Penegakan diagnosis ICE didapat dari gejala dan tanda klinis serta
pemeriksaan penunjang. Perubahan endotel kornea pada ICE dapat
dievaluasi menggunakan mikroskop spekular atau secara in vivo
menggunakan mikroskop konfokal. Diagnosis pasti dapat ditegakkan bila
ditemukan ICE-sel pada pemeriksaan mikroskop spekular. Pada ICE dapat
terjadi glaukoma sudut tertutup. Untuk mendiagnosis glaukoma yang
terjadi pada ICE, selain dari gejala klinis harus diperiksa sudut
iridokorneanya juga dengan menggunakan gonioskopi dan ultrasound
biomicroscopy. Penderita glaukoma sekunder karena ICE harus dipantau
visus, tekanan intraokular, defek lapang pandang, serta kondisi papil N.II
nya. Diagnosis banding ICE adalah posterior polymorphous dystrophy,
fuchs endothelial dystrophy, dan kelainan iris seperti axenfeld-rieger
syndrome, melanoma iris, aniridia, nodul iris.3,4,6,7
Prinsip penatalaksanaan glaukoma sekunder yang disebabkan ICE
adalah meminimalkan faktor yang menyebabkan naiknya tekanan
intraokular, setelah itu mempertahankan supaya tekanan intraokular tidak
tinggi. Tekanan intraokular yang stabil dapat dicapai dengan
medikamentosa, laser, dan operatif.1-3
Penatalaksanaan glaukoma sekunder pada kasus ini adalah dengan
medikamentosa dan operatif. Setelah diberikan medikamentosa selama
satu minggu tidak ada respon penurunan tekanan intraokular maka
direncanakan tindakan trabekulektomi. Dua minggu kemudian pasien
menjalani operasi trabekulektomi. Setelah operasi, gejala dan tanda klinis
pasien membaik. Satu minggu post trabekulektomi, gejala klinis pasien
tidak ada, mata pasien relatif tenang. Dua minggu post trabekulektomi
pasien kontrol dengan keluhan rasa kurang enak di mata kanan. Tekanan
intraokular pasien meningkat dari 21,9 mmHg menjadi 37,2 mmHg, hal ini
dapat disebabkan adanya debris yang menutupi saluran trabekulektomi.

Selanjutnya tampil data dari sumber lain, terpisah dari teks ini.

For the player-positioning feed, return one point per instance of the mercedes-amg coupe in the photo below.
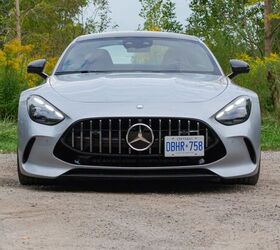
(138, 105)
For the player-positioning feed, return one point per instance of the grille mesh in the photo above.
(108, 136)
(102, 142)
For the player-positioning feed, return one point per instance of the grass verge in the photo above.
(270, 138)
(8, 136)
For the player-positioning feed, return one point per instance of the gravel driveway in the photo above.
(141, 215)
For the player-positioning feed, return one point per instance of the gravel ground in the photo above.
(141, 215)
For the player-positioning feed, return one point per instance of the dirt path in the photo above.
(141, 215)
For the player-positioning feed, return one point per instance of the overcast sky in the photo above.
(125, 13)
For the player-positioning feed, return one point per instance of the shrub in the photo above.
(264, 79)
(13, 76)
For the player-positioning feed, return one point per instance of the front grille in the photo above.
(103, 142)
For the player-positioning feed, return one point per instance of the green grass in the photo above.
(270, 138)
(270, 135)
(8, 136)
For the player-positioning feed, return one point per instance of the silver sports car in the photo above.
(138, 105)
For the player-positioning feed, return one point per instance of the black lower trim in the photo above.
(250, 150)
(142, 174)
(28, 150)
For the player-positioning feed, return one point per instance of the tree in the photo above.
(160, 15)
(18, 24)
(5, 13)
(50, 25)
(271, 23)
(233, 23)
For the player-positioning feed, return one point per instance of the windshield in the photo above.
(138, 54)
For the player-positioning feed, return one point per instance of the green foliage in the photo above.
(8, 135)
(229, 23)
(50, 25)
(160, 15)
(270, 134)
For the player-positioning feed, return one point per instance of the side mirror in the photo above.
(37, 67)
(238, 67)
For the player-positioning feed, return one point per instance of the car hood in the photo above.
(138, 87)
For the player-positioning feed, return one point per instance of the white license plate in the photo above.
(182, 146)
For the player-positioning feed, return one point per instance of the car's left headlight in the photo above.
(236, 112)
(41, 111)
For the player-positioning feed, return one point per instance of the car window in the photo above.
(145, 54)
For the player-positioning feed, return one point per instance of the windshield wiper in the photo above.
(80, 72)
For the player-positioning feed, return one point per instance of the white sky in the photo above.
(125, 13)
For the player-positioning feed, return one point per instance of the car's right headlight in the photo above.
(41, 111)
(236, 112)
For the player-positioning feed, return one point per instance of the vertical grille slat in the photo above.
(159, 136)
(129, 125)
(100, 136)
(82, 136)
(206, 138)
(73, 138)
(110, 136)
(120, 136)
(150, 125)
(90, 136)
(106, 136)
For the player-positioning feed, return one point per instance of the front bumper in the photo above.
(43, 164)
(236, 163)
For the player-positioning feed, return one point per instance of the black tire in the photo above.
(27, 180)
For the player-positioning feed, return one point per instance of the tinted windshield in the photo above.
(133, 54)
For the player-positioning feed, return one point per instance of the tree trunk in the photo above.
(267, 27)
(18, 24)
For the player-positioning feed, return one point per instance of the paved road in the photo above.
(141, 215)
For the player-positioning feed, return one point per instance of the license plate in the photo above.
(182, 146)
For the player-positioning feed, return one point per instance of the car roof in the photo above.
(136, 34)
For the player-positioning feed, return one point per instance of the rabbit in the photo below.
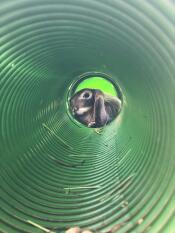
(94, 108)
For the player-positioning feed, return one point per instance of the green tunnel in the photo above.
(56, 174)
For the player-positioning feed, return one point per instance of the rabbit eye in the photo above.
(86, 95)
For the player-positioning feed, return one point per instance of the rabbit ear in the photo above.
(99, 114)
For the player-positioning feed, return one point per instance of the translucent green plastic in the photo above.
(56, 174)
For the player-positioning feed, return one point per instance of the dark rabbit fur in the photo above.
(93, 108)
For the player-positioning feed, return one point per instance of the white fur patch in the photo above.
(82, 110)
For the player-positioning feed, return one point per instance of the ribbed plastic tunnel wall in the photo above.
(57, 174)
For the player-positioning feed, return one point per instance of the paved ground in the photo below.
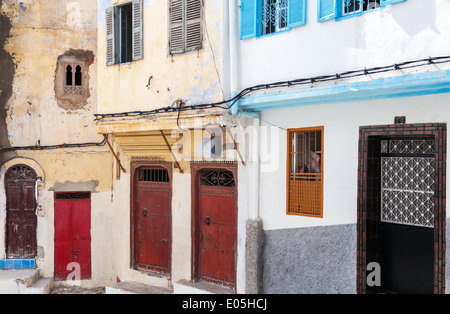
(77, 290)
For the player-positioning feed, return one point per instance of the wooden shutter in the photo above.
(326, 10)
(110, 37)
(249, 18)
(386, 2)
(176, 40)
(297, 13)
(193, 24)
(137, 30)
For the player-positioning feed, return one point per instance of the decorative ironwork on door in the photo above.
(407, 183)
(217, 178)
(20, 172)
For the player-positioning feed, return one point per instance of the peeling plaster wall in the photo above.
(7, 70)
(36, 35)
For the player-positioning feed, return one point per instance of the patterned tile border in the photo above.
(367, 226)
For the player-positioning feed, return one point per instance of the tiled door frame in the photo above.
(368, 193)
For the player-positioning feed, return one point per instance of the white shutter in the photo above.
(193, 24)
(176, 41)
(110, 37)
(137, 30)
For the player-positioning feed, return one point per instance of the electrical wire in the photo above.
(52, 147)
(227, 104)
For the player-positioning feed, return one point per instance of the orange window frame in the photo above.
(304, 186)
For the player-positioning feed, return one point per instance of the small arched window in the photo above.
(74, 79)
(78, 76)
(69, 76)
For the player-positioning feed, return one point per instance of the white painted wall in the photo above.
(341, 122)
(404, 31)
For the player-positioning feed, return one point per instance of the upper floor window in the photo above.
(124, 41)
(74, 79)
(350, 7)
(185, 24)
(330, 9)
(274, 16)
(305, 172)
(262, 17)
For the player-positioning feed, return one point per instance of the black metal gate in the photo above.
(407, 215)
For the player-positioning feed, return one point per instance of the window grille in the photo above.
(185, 25)
(72, 195)
(217, 178)
(305, 172)
(274, 16)
(153, 175)
(350, 7)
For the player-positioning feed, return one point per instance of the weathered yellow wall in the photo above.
(41, 31)
(193, 77)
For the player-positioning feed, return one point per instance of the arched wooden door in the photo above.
(215, 224)
(152, 217)
(21, 220)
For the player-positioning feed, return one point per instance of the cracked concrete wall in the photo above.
(316, 260)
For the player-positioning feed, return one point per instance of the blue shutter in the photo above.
(326, 9)
(248, 18)
(386, 2)
(297, 13)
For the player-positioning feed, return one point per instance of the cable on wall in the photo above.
(227, 104)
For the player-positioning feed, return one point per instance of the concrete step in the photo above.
(23, 281)
(187, 287)
(41, 286)
(130, 287)
(12, 280)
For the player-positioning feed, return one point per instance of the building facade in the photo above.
(358, 91)
(237, 146)
(55, 190)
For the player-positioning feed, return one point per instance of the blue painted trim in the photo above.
(429, 83)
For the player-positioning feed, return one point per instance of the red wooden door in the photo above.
(21, 212)
(216, 208)
(153, 219)
(72, 234)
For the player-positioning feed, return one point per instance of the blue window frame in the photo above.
(263, 17)
(330, 9)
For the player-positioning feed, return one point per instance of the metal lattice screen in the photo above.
(305, 179)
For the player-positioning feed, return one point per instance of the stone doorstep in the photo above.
(187, 287)
(129, 287)
(23, 281)
(17, 263)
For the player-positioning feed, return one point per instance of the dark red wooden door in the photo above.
(21, 212)
(72, 234)
(153, 221)
(216, 207)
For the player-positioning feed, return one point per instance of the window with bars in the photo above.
(185, 19)
(305, 172)
(262, 17)
(274, 16)
(350, 7)
(74, 79)
(124, 29)
(330, 9)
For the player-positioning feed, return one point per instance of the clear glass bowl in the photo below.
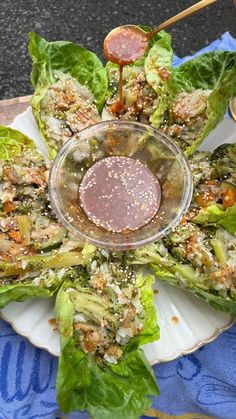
(118, 138)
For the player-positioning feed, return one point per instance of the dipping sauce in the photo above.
(125, 44)
(119, 194)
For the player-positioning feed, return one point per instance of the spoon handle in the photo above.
(187, 12)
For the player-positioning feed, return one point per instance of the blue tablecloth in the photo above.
(201, 383)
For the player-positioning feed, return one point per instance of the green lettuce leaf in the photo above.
(158, 57)
(216, 71)
(150, 332)
(183, 275)
(218, 302)
(68, 58)
(13, 143)
(21, 292)
(159, 60)
(104, 391)
(216, 215)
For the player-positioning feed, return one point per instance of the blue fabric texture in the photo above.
(203, 382)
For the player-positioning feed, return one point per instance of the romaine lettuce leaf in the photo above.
(21, 292)
(216, 71)
(221, 303)
(68, 59)
(183, 275)
(157, 66)
(158, 69)
(104, 391)
(13, 143)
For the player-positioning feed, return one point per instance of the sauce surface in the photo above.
(125, 44)
(119, 194)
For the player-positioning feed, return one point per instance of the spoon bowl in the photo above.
(126, 44)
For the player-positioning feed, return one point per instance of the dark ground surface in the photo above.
(88, 21)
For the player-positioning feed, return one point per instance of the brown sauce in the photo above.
(125, 45)
(120, 194)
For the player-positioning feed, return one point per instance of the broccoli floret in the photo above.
(223, 162)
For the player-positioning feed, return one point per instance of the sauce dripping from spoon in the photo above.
(126, 44)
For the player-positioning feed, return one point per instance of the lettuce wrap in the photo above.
(34, 252)
(199, 96)
(103, 316)
(70, 85)
(186, 102)
(200, 254)
(145, 85)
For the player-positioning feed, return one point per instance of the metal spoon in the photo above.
(232, 107)
(127, 43)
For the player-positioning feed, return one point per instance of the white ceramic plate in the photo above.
(186, 322)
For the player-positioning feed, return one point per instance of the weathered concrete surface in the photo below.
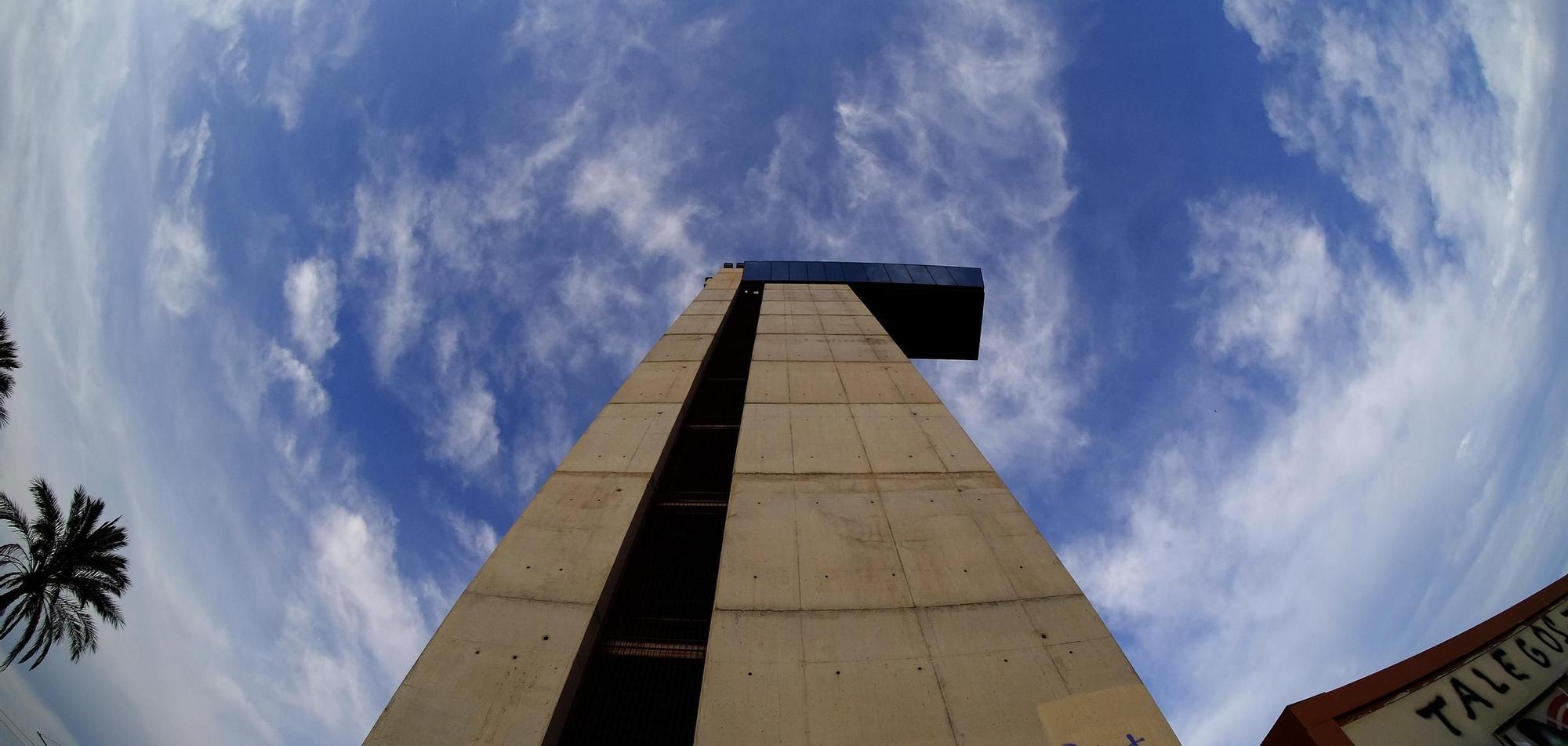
(495, 670)
(879, 584)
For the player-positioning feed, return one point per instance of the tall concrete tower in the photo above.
(775, 533)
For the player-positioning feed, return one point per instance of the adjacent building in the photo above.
(777, 533)
(1503, 682)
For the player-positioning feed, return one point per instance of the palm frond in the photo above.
(9, 362)
(13, 516)
(34, 615)
(48, 530)
(84, 632)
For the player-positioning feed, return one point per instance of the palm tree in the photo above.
(9, 362)
(60, 574)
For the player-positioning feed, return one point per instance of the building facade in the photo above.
(775, 532)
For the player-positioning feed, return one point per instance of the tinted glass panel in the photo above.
(967, 276)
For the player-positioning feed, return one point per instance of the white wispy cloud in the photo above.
(1268, 278)
(311, 293)
(180, 264)
(476, 537)
(468, 433)
(1392, 485)
(628, 182)
(132, 408)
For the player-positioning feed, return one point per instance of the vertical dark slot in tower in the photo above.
(645, 676)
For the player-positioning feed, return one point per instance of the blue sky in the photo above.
(316, 293)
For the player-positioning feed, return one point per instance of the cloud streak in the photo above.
(1390, 483)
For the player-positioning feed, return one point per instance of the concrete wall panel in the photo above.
(992, 697)
(880, 701)
(493, 671)
(689, 323)
(764, 441)
(681, 347)
(769, 383)
(490, 676)
(625, 438)
(760, 568)
(666, 383)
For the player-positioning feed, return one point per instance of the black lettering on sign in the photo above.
(1500, 689)
(1436, 711)
(1508, 668)
(1534, 654)
(1467, 697)
(1547, 640)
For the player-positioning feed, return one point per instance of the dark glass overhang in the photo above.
(931, 311)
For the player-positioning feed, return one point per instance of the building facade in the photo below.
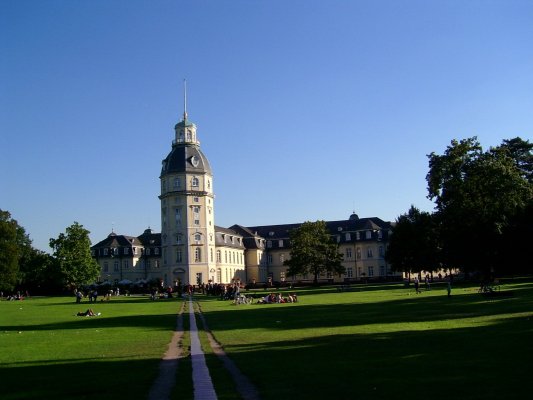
(191, 249)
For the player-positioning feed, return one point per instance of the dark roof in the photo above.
(180, 159)
(281, 232)
(149, 239)
(114, 240)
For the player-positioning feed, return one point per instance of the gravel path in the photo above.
(203, 385)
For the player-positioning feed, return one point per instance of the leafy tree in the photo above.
(413, 246)
(40, 273)
(313, 251)
(477, 194)
(9, 251)
(72, 252)
(521, 151)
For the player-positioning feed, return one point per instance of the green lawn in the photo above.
(46, 352)
(378, 342)
(383, 343)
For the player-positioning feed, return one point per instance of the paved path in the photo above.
(203, 385)
(169, 364)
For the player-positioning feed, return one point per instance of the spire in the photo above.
(185, 100)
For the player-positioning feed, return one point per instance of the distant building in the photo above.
(192, 249)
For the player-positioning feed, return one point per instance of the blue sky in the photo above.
(306, 109)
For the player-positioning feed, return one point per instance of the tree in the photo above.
(521, 151)
(10, 251)
(40, 273)
(477, 194)
(313, 251)
(413, 246)
(72, 252)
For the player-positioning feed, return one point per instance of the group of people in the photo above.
(278, 298)
(93, 295)
(14, 296)
(88, 313)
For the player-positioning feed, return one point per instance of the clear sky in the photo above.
(306, 109)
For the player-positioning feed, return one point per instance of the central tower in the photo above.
(187, 210)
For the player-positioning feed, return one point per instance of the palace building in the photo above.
(191, 249)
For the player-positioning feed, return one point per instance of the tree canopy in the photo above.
(72, 252)
(12, 239)
(313, 251)
(413, 246)
(477, 195)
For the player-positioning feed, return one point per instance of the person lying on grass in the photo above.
(88, 313)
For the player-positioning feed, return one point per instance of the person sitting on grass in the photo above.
(88, 313)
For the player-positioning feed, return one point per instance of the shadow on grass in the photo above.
(470, 363)
(161, 322)
(102, 379)
(412, 309)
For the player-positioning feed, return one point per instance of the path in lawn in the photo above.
(169, 364)
(203, 385)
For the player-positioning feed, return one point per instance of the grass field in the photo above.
(379, 342)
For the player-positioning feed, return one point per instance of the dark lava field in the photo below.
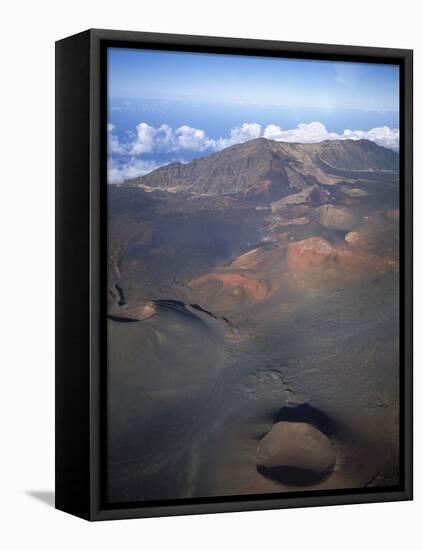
(253, 323)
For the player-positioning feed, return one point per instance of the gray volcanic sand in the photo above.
(227, 321)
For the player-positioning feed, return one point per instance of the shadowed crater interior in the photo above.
(298, 449)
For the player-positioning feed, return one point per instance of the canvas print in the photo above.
(253, 275)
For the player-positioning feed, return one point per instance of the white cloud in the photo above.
(249, 130)
(166, 140)
(133, 168)
(315, 132)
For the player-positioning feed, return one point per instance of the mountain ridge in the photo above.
(273, 169)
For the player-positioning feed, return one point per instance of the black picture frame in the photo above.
(81, 204)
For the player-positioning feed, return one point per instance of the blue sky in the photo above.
(167, 106)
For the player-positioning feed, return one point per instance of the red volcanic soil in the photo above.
(233, 283)
(317, 256)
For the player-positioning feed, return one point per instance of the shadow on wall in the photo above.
(46, 497)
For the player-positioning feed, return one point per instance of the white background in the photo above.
(28, 32)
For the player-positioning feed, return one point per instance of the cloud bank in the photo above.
(148, 140)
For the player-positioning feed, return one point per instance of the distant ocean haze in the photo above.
(217, 120)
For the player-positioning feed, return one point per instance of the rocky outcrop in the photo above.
(298, 445)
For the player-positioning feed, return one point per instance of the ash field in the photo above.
(253, 323)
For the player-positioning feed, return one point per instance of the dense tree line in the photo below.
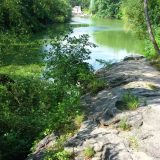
(134, 17)
(83, 3)
(106, 8)
(24, 14)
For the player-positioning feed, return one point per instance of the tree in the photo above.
(149, 27)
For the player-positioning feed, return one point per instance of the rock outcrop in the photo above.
(101, 131)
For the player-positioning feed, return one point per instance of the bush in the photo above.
(128, 102)
(123, 124)
(89, 152)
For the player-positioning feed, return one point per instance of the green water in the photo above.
(112, 40)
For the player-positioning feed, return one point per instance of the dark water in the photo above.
(112, 40)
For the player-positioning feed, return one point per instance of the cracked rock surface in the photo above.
(101, 130)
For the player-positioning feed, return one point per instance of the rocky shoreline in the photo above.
(101, 131)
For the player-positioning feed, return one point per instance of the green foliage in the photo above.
(89, 152)
(39, 106)
(123, 124)
(66, 63)
(23, 14)
(106, 64)
(107, 8)
(130, 101)
(133, 16)
(60, 155)
(79, 119)
(133, 142)
(83, 3)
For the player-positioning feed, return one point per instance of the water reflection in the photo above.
(113, 42)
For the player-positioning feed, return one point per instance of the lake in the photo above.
(112, 40)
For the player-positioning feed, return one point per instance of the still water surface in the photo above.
(112, 40)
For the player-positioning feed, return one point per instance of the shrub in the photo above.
(89, 152)
(78, 120)
(123, 124)
(128, 102)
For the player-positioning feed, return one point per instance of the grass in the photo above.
(78, 120)
(23, 70)
(133, 142)
(89, 152)
(123, 124)
(130, 101)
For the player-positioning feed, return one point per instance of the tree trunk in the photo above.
(150, 31)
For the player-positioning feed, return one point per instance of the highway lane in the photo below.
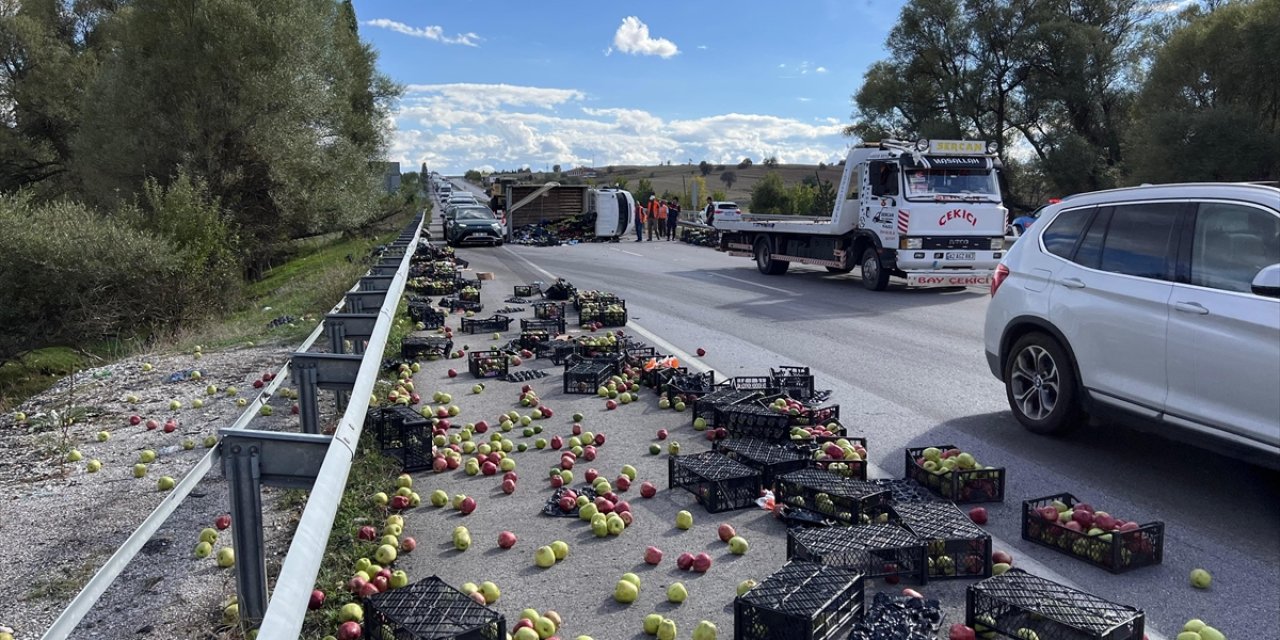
(908, 369)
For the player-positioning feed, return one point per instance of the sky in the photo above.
(502, 85)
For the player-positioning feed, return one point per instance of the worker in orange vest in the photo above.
(641, 216)
(658, 216)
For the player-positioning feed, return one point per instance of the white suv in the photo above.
(1161, 301)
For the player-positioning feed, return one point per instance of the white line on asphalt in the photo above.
(754, 284)
(1023, 561)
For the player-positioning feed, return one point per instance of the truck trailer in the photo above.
(928, 211)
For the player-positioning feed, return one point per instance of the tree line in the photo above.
(1083, 95)
(155, 154)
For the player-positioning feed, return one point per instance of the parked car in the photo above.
(721, 209)
(474, 224)
(1159, 301)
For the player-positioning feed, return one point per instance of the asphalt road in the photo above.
(908, 369)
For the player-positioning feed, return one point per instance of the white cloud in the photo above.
(430, 32)
(632, 37)
(458, 127)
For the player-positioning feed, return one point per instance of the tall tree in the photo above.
(274, 105)
(1203, 113)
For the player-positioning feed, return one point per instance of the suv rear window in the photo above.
(1064, 232)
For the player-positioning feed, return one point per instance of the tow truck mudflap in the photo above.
(949, 278)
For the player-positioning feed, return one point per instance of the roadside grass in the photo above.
(305, 287)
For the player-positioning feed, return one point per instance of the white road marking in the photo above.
(1022, 561)
(754, 284)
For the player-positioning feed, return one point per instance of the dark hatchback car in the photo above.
(474, 225)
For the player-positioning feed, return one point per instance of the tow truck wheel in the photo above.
(874, 277)
(1040, 383)
(764, 259)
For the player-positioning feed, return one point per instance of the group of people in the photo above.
(659, 218)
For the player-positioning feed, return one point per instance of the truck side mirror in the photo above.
(1267, 282)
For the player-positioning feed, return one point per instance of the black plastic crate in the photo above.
(1015, 600)
(795, 382)
(764, 384)
(832, 496)
(963, 487)
(548, 310)
(430, 609)
(461, 305)
(428, 315)
(1114, 551)
(801, 600)
(612, 314)
(585, 378)
(772, 458)
(488, 364)
(904, 489)
(717, 481)
(955, 545)
(690, 387)
(848, 467)
(552, 324)
(494, 323)
(873, 551)
(416, 346)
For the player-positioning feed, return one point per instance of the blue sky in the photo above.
(502, 85)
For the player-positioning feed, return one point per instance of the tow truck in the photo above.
(928, 211)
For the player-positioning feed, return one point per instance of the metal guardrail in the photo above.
(110, 571)
(311, 538)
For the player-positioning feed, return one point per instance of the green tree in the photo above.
(1203, 114)
(274, 105)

Oleh sebab itu pasien diedukasi untuk masase bola mata dan diberikan
terapi tambahan untuk membantu menurunkan tekanan intraokular, yaitu
-blocker topikal dan asetazolamid tablet.
DAFTAR PUSTAKA

1. Skuta G, Cantor L, Weiss J. Glaucoma. Basic and Clinical Science Course.


American Academy of Ophthalmology. 2011-2012. Section 10. Page 142-144.
2. Kanski J, Bowling B. Iridocorneal Endothelial Syndrome. Clinical
Ophthalmology : a systematic Approach. 2011. Elsevier. 7 th edition. Page 368-
369.
3. Lazzara M, Tanna A. Iridocorneal Endothelial Syndrome : Keys to Diagnosis
and Management. Therapeutics Update. 2012. Page 53-56.
4. Iqbal S and Bindu N. Iridocorneal Endothelial Syndrome : a case report. 2014.
Page 352-3.
5. Alvarado JA, Underwood JL, Green WR. Detection of Herpes Simplex Viral
DNA in the Iridocorneal Syndrome. Arch Ophthalmology. 1994. 112(12).
1601-9.
6. Zang M, Chen M, Liang L. Ultrasound Biomicroscopy of Chinese Eyes with
Iridocorneal Endothelial Syndrome. Br Journal Ophthalmology. 2006. Page
64-69.
7. Laganowski HC, Sherrard ES, Muir MG, and Buckley RJ. Distinguishing
features of the iridocorneal endothelial syndrome and posterior polymorphous
dystrophy : value of endothelial specular microscopy. Br Journal
Ophthalmology. 2001. 75(4). Page 212-216.